Across from the Palm Springs Art Museum, the development will also feature a sculpture park – hot on the heels of this spring’s inaugural Desert X festival – that will eventually house Albert Frey’s 1931 Aluminaire house, shipped all the way from a Long Island storage unit earlier this year, as well as an outdoor gallery for rotating exhibitions from the Palm Springs Art Museum.
Aluminaire, originally designed for the Allied Arts and Industry and Architectural League Exhibition in New York, will be reassembled in a new plaza space in the park.

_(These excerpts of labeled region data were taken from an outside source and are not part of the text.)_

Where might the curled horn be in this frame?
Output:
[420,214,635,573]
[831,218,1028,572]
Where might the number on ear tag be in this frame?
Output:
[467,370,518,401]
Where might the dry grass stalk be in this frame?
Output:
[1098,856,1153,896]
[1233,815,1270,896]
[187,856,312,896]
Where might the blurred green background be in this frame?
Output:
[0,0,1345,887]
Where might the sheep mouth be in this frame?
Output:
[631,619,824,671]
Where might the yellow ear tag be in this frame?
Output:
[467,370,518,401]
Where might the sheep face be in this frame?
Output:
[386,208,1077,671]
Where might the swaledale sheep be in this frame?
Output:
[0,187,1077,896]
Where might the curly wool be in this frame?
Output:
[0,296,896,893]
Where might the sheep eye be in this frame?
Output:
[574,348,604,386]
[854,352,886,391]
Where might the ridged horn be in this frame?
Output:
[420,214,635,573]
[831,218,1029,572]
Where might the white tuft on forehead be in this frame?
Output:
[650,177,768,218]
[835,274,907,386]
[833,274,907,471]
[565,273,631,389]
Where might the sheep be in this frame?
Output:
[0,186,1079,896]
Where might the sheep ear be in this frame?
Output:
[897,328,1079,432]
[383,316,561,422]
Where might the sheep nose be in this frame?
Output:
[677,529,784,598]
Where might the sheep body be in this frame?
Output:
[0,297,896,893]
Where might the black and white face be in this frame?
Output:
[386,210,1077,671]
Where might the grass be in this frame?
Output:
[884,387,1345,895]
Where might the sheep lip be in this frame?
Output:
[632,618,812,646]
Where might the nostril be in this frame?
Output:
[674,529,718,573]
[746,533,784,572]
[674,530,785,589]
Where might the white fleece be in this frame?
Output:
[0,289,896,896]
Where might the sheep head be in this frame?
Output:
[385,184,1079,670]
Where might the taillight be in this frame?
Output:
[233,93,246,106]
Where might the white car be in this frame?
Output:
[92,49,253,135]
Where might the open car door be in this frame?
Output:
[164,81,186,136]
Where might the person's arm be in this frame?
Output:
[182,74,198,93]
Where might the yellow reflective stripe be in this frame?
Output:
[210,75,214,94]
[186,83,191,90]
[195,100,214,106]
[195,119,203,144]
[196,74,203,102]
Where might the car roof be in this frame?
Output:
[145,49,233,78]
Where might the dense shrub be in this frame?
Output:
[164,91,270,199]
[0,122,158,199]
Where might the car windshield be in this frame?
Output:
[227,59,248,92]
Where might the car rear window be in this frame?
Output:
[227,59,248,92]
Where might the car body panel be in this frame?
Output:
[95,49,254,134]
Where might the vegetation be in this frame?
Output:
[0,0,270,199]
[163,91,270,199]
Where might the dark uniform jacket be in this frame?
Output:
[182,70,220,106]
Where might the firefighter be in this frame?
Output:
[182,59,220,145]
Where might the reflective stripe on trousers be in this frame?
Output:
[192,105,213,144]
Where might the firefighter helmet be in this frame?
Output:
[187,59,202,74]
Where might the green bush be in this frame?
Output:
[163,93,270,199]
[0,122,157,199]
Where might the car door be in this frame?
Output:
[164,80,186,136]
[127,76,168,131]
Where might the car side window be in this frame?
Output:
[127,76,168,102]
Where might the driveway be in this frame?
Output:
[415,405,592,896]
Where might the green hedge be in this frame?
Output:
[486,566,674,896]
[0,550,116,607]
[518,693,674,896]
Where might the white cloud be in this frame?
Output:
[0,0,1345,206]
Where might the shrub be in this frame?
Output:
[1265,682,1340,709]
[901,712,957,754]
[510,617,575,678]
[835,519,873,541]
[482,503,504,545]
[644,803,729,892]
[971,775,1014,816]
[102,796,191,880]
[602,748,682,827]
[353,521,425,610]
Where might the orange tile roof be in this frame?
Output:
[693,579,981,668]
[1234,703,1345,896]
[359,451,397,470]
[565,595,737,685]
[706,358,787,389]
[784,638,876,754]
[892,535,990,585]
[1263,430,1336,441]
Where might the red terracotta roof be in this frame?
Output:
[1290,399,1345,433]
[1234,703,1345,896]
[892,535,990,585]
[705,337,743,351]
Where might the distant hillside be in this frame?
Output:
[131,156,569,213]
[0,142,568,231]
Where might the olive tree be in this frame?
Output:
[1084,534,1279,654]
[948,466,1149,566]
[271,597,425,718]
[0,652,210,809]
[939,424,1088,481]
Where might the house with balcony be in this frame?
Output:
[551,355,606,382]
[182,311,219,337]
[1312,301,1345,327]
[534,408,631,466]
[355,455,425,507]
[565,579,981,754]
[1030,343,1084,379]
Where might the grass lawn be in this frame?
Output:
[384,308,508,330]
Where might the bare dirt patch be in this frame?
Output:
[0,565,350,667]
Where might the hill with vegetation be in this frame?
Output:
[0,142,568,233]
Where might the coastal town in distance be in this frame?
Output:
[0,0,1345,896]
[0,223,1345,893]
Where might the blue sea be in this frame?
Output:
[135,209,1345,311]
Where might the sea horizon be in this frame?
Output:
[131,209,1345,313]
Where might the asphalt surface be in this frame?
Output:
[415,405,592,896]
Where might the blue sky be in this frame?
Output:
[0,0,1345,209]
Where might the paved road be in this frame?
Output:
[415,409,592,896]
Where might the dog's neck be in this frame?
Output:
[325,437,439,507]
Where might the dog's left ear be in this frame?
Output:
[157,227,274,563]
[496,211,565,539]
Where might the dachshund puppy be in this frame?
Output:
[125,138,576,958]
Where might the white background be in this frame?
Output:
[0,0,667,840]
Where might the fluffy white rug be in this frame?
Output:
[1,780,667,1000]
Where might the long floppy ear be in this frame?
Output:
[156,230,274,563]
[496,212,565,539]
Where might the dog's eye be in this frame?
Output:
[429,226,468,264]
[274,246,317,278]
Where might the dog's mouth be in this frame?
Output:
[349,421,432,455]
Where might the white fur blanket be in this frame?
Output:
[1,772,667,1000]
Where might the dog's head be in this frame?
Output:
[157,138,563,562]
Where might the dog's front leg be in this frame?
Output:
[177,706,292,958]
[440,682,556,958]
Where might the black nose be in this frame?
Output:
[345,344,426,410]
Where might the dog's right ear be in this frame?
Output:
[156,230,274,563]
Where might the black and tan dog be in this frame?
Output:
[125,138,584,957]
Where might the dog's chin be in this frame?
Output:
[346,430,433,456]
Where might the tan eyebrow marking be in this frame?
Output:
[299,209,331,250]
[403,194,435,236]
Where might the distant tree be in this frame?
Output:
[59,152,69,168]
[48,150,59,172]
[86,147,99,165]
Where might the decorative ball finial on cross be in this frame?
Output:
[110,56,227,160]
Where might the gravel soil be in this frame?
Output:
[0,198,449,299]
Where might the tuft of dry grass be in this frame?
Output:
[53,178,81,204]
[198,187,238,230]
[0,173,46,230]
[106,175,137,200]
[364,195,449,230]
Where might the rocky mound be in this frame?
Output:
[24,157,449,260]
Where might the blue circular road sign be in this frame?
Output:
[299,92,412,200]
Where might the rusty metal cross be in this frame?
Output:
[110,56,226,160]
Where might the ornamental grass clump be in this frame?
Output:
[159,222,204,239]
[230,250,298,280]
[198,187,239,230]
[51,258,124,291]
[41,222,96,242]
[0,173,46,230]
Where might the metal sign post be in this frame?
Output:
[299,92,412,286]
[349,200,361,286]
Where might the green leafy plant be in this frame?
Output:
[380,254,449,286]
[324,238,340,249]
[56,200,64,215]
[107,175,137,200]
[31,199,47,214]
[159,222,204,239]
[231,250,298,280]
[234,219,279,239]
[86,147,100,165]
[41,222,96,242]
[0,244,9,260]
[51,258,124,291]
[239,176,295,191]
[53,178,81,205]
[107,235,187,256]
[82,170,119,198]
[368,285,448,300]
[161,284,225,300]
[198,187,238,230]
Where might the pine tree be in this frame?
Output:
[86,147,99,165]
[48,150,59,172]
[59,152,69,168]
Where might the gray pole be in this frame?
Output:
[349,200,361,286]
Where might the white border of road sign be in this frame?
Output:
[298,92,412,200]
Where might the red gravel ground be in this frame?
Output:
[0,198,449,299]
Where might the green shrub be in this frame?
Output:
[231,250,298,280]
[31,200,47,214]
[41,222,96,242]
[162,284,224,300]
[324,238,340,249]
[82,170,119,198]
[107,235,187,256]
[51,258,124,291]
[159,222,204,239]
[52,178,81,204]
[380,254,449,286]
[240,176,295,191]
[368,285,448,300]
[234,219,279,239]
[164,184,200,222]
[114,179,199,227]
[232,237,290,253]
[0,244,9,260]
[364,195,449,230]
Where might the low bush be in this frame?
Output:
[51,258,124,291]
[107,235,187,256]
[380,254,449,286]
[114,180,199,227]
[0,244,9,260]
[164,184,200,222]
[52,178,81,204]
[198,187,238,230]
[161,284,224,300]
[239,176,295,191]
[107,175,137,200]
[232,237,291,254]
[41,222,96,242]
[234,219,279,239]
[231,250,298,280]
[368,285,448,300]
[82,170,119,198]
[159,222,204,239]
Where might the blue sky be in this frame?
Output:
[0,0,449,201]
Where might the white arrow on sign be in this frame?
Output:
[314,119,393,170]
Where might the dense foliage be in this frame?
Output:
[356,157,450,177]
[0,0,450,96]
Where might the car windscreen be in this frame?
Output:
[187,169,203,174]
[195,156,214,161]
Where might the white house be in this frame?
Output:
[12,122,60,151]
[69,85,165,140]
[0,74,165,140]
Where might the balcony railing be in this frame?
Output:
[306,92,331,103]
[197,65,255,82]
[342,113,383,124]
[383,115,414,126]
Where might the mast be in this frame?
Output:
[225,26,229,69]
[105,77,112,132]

And across the street, the long endangered and languishing Town and Country complex (1946-55), an early example of mixed use architecture designed by Paul R Williams and A Quincy Jones and given Class 1 Historic Site status by the city in 2015, will now be restored by as part of a deal between the city and the developer.
The firm in charge of the restoration, Marmol Radziner, was also responsible for the rehabilitation of the Palm Springs Art Museum Architecture and Design Center, Edwards Harris Pavilion in 2014, as well as Neutra’s famous Kaufmann Desert House.
Meanwhile, a recreation of an unbuilt 1967 design by Al Beadle, by his former partner Ned Sawyer and Palm Springs architect Lance O’Donnell (o2 architecture), was unveiled during this year’s Modernism Week, while new residential projects by young architects like Sean Lockyer of Studio AR&D Architects offer fresh iterations of classic desert modernism.